Look, if Stephen A. Smith, Karen Hunter, Crystal Wright and Van Jones to name a few of the Republican-Fifth Column collaborators are good intended in their political critique of Black America. The analysis would instead comprehensively identify that.
- Political power is an activity of economic stability and expression.
- Deterministic political expression is a local, state then lastly a national activity
But the afore-mentioned Republican-Fifth Column collaborators of Stephen A. Smith, Karen Hunter, Crystal Wright and Van Jones are not giving us this analysis. They are instead demanding that if Black people have been stupid, voting Democrat then they should lose their mind and vote Republican.
The Black community isn't being told that without economic stability and it's expression whatever exercises in political activity are merely speculative indulgencies. Because there isn't rhyme or reason to the political activity. The meaning of economic stability and it's expression is : The Black community must be able to create jobs to support a viable critical mass of itself for itself.
The Political-Economy space occupied by Black America is specifically that of realizing money and wealth for the National Political-Economy. Black America performs a retail consuming function in the National Political-Economy. What this means is: The Black American labor mass are employees at the mercy and biases of it's employers. Also a sizable mass of the Black American labor mass realizes money in the underground activity of the National Political-Economy.
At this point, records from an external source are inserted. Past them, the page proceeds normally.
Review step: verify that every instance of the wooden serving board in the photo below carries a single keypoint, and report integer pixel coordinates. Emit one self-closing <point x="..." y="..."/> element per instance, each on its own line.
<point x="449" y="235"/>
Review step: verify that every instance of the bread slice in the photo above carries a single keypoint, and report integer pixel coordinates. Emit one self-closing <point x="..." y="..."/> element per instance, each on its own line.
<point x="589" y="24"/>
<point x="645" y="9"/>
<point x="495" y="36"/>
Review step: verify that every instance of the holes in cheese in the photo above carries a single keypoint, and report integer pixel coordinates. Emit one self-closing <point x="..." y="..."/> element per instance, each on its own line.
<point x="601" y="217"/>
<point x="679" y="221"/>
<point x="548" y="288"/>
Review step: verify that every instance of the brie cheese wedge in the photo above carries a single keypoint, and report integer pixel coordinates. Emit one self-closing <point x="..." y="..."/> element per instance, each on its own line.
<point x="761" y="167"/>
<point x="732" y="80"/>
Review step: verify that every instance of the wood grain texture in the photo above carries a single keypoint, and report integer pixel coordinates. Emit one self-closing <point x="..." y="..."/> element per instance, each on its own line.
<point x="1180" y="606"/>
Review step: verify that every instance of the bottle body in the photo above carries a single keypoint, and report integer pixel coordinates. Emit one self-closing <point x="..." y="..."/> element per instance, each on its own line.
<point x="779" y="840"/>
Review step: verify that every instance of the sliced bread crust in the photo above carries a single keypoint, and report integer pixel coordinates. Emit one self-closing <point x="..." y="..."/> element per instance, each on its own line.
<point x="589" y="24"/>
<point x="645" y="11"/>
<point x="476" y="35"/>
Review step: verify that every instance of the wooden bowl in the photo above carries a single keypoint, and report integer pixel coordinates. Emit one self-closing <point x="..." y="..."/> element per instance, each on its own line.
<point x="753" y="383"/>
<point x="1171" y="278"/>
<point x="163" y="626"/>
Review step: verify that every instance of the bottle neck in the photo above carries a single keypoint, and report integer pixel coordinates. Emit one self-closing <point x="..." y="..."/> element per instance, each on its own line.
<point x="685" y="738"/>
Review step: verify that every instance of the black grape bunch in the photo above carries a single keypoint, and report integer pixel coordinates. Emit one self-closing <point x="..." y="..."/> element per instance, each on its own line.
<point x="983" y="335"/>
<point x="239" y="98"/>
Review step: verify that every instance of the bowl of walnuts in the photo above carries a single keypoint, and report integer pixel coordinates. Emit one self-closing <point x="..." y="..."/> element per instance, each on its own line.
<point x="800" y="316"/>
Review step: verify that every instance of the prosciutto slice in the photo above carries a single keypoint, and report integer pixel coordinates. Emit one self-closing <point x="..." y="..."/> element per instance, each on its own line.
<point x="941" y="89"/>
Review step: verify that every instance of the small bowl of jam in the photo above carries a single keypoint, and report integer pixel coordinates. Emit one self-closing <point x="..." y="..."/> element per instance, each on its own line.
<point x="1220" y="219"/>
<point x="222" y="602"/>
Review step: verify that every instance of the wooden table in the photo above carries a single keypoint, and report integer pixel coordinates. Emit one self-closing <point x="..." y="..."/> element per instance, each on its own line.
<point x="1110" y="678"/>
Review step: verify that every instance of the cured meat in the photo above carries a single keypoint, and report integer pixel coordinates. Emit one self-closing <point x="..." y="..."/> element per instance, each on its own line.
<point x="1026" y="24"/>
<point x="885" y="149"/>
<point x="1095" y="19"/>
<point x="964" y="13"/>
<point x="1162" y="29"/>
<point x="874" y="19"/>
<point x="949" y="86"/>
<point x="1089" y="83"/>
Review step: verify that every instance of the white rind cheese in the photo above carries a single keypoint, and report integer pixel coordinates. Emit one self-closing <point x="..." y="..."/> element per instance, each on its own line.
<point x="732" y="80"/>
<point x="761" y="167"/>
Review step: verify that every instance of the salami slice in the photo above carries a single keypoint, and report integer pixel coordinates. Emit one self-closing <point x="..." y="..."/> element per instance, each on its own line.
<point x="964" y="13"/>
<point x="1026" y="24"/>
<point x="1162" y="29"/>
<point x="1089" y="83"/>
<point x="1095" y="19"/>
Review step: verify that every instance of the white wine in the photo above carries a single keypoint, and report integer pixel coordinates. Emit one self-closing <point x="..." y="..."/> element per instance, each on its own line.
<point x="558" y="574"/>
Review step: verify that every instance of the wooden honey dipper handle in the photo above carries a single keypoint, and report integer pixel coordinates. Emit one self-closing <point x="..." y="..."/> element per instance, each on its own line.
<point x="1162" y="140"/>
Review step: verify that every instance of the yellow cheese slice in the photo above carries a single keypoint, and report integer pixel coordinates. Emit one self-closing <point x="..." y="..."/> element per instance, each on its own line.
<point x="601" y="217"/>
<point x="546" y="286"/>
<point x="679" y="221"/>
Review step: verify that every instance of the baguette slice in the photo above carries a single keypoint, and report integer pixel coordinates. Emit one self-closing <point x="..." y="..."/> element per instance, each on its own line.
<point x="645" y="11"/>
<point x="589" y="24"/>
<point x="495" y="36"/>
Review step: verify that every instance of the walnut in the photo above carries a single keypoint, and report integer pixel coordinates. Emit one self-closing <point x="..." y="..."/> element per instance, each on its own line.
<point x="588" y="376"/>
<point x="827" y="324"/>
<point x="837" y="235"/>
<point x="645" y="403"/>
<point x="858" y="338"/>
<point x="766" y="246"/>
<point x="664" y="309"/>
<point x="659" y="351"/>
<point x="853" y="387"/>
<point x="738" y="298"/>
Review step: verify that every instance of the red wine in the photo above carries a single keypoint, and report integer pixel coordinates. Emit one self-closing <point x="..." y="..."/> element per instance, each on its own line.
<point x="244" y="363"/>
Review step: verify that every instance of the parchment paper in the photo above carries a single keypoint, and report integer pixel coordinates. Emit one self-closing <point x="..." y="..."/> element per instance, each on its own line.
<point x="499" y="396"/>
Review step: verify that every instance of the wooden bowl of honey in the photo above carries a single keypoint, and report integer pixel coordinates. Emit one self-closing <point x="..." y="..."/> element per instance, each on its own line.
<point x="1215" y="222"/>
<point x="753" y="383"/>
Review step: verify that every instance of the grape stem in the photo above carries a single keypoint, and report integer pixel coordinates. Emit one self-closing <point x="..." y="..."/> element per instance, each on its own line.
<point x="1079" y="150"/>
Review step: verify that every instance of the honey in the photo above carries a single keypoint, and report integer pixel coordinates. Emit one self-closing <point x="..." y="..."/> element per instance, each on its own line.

Therefore subject to the criminalizing dynamic of the larger society and this isn't a foundation upon which practical political expression for itself can be built on.
So when Stephen A. Smith, Karen Hunter, Crystal Wright and Van Jones to name a few of the Republican-Fifth Column collaborators clamor that Black people vote for Republican "Angel" you don't know at the expense of the Democrat "Devil" you do know-conveniently omitting that the impotence of Black American political activity is first and foremost, the question of economic stability and it's expression.
We have to ridicule and expose their effort and work as having the pathos and historical lackey-collaborator duty of Samuel L. Jackson's character in Quentin Tarantino's: Django Unchained.